Posted April 15, 2019 | Amazon | Apple | Cloud | EU | Google | Windows


Today, the European Union official approved a controversial Copyright Directive that could hobble many big US tech firms in the region.

“Today the Council of the European Union gave its green light to the new Copyright Directive which will bring concrete benefits to citizens, the creative sectors, the press, researchers, educators, and cultural heritage institutions,” a European Commission press release notes. “The reform will adapt copyright rules to today’s world, where music streaming services, video-on-demand platforms, news aggregators and user-uploaded-content platforms have become the main gateways to access creative works and press articles.”

The EU believes that its Copyright Directive will “boost high-quality journalism” and “offer better protection for European authors and performers.” But critics say the new rules go too far by requiring infringing tech firms to onerously police the content users post on their websites and then move quickly to get the proper permissions or remove the content.

19 EU members states supported the rules change, but six— Italy, Finland, Luxembourg, the Netherlands, Poland, and Sweden—opposed it. Belgium, Estonia, and Slovenia abstained.

Google, as perhaps the most obvious target of the Copyright Directive, lobbied heavily against it.
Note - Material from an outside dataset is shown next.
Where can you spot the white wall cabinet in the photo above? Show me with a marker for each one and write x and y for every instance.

“The directive would not help, but rather hold back, Europe’s creative and digital economy,” Google senior vice president Kent Walker wrote previously of the new rules. “This [directive] hurts small and emerging publishers, and limits consumer access to a diversity of news sources.”

The good news? Nothing moves quickly in the EU. The new rules were first proposed almost three years ago and member states have two years before they need to add the directive into their national legislation.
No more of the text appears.